The support here goes way beyond just pip install
. There are really two categories where this becomes a big deal:
- Pip packages that need more than just pip: like
nltk
or PDF parsing, image processing or anything that requires running a separate script to actually download the data before it works. - Your own existing codebase: maybe you already have business logic that lives in a monorepo or backend. Instead of spinning up an API just for your Workflow to access it, or copy-pasting it into a one-off script, you can build a custom node that imports it into its
run
method directly, drop it into a Docker image, and run it in your workflow.
With Customer Docker Images you have full control over your environment and you’re no longer boxed into flattening your code to fit one file. This functionality will open so many use-cases for teams building for production, and we can’t wait to see what you’ll build.
Example Docker Image
For example, the docker file below creates a container that runs a Python server for Vellum workflows, with boto3
, mcp
, and our own utility code pre-installed and ready to be used inside a custom node:
FROM vellumai/python-workflow-runtime:latest
RUN pip install --upgrade pip \
&& pip install boto3 \
&& pip install mcp
COPY ./utils /custom/utils
ENV PYTHONPATH="${PYTHONPATH}:/custom"
CMD vellum_start_server
In addition to custom code and utilities, you can also include Custom Nodes that will be available in the Workflow UI. To include custom nodes in your Docker Image, you must organize them in a specific directory structure:
FROM vellumai/python-workflow-runtime:latest
COPY /path/to/your/nodes /vellum_custom_nodes
CMD ["vellum_start_server"]
Then in the UI, you just point to the pushed Docker image that contains all your dependencies.

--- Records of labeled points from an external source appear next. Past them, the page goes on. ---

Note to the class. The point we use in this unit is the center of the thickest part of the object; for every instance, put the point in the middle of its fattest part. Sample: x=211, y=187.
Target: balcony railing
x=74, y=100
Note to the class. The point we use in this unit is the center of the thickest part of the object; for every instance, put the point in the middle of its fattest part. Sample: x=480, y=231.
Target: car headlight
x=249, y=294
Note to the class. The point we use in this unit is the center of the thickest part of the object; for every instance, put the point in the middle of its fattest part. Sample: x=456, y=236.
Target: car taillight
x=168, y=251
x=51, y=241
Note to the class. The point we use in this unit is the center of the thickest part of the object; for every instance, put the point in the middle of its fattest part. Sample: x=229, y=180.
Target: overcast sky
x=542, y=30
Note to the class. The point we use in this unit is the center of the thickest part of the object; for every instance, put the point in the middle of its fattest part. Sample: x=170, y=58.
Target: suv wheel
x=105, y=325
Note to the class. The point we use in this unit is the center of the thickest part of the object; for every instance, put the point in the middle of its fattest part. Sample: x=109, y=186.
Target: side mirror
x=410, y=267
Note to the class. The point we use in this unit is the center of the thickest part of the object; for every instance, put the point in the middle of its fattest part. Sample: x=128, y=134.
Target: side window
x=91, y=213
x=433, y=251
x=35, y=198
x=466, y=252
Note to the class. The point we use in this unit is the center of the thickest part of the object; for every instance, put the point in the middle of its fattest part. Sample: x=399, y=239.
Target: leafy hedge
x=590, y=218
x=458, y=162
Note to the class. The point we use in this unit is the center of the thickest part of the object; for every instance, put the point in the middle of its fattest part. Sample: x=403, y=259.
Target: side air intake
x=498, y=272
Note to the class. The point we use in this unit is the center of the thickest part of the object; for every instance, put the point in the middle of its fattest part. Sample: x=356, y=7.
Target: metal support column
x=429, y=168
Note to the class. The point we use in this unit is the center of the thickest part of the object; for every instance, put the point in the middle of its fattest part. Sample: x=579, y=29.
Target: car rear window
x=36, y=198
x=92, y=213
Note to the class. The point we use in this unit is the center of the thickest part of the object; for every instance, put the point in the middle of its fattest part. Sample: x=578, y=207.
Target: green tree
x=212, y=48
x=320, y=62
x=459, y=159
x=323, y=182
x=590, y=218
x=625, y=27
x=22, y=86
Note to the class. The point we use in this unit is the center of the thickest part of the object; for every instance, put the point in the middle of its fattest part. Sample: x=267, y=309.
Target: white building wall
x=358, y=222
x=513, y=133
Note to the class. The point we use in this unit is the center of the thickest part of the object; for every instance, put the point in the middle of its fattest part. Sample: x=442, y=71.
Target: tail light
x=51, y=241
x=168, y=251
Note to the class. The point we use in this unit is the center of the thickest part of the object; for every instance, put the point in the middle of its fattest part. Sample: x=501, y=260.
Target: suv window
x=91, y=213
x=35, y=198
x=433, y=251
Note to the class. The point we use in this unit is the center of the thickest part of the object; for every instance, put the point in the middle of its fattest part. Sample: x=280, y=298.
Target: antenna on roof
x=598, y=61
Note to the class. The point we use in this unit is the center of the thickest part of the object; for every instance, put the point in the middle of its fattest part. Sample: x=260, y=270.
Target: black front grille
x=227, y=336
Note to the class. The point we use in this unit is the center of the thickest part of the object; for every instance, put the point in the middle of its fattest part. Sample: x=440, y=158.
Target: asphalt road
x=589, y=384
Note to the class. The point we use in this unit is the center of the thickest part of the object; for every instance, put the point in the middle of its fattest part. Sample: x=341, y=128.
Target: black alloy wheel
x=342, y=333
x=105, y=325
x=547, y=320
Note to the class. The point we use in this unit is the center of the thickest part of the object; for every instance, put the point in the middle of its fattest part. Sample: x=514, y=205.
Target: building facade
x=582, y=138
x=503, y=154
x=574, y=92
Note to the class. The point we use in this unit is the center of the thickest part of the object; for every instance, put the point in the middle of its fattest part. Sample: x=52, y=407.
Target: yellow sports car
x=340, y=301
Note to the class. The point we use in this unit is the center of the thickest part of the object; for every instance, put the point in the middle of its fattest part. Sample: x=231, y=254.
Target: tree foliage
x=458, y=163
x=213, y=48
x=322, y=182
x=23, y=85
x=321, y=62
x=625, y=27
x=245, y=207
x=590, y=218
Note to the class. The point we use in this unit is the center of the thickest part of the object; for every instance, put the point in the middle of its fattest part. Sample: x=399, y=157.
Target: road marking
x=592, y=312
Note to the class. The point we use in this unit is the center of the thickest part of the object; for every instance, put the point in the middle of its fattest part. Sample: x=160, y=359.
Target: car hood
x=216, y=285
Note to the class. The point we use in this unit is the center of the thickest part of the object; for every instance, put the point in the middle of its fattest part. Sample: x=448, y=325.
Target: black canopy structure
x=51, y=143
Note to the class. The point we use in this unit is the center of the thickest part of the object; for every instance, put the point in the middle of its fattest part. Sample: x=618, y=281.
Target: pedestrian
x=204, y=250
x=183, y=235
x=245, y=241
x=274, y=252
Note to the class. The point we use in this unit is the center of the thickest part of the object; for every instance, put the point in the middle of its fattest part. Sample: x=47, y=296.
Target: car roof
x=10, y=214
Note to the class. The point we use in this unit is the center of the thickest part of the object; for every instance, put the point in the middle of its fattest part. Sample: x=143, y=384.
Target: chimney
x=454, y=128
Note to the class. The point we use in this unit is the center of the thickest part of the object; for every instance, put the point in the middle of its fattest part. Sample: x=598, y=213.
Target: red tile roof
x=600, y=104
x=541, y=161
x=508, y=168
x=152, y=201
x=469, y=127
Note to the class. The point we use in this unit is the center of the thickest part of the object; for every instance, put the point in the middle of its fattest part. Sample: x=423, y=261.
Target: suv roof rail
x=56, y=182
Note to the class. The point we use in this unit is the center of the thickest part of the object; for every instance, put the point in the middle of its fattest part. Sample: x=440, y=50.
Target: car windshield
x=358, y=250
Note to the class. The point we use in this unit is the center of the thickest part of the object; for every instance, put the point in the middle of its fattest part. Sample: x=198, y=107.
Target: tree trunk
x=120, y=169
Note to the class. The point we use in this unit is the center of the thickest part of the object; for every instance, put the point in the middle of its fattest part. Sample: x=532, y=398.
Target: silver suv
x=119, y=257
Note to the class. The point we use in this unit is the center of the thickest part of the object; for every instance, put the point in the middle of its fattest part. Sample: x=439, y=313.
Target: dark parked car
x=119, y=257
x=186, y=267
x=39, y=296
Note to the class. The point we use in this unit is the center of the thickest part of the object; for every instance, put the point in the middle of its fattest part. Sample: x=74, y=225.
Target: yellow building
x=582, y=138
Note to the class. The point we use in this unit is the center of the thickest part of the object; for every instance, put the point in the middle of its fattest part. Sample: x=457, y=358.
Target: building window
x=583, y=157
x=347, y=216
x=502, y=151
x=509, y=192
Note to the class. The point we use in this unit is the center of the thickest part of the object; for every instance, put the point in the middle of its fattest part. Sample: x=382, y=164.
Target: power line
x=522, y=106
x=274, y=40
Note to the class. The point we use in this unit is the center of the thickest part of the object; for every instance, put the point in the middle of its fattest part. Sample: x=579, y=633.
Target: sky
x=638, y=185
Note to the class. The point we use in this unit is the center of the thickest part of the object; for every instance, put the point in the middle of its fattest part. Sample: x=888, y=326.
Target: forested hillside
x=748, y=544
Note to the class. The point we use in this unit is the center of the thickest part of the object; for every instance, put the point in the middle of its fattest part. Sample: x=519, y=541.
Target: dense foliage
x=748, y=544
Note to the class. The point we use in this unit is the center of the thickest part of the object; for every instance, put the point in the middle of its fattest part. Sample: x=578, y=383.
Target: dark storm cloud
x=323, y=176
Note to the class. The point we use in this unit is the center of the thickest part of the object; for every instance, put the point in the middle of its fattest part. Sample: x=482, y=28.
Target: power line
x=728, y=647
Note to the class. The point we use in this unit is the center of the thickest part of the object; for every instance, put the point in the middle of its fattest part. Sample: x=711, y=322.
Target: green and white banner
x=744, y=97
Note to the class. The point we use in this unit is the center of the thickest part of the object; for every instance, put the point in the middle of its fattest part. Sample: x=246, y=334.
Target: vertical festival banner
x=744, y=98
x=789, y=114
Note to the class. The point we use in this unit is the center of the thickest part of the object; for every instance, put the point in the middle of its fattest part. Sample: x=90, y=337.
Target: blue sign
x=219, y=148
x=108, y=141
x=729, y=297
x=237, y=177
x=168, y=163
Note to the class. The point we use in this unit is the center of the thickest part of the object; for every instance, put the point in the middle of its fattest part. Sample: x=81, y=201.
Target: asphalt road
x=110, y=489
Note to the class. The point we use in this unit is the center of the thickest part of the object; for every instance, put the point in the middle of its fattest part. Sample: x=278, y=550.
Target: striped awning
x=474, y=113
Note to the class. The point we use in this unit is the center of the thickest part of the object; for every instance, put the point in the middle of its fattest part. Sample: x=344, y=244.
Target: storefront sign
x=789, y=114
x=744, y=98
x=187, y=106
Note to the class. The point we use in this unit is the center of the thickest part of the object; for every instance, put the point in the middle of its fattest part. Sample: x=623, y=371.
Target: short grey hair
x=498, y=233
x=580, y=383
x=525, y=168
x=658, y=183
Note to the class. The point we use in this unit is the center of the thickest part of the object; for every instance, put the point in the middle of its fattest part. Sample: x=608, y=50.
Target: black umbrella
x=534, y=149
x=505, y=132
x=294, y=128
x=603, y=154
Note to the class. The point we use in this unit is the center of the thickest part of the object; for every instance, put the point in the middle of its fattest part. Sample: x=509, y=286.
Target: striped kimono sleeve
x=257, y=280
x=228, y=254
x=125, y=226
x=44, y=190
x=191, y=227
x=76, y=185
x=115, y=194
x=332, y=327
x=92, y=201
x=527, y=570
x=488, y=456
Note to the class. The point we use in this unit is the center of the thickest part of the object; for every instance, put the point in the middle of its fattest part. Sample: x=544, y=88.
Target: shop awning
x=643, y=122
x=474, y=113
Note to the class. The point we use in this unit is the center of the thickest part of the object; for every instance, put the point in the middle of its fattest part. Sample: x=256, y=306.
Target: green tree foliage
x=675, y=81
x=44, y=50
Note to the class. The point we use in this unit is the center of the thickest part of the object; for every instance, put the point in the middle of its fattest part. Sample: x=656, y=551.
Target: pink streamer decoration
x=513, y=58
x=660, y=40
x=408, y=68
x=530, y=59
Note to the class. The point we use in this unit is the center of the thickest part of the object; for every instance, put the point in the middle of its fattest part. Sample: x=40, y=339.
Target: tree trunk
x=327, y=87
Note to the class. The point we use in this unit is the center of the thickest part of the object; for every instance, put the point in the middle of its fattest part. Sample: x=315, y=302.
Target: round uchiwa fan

On the next run, Vellum will execute the logic inside that image.

What’s next
Today, we auto-generate inputs and outputs based on your code.
But long-term, we want to give developers full control over how generic nodes are rendered in the UI. For example, if you're building your own proprietary version of our prompt node, you’ll be able to use our model chip, prompt editor, or document picker components to shape the UI of your custom node.
Think of it like Slack’s Block Kit Builder. Just as you can design buttons, forms, or lists in a Slack integration, you’ll be able to define not only how your node, behaves, but also how it looks and is interacted with in the Vellum UI. The goal is to let engineers build both the logic and the UI, so non-technical teammates and other engineering teams can interact with complex nodes through a clean, intuitive interface.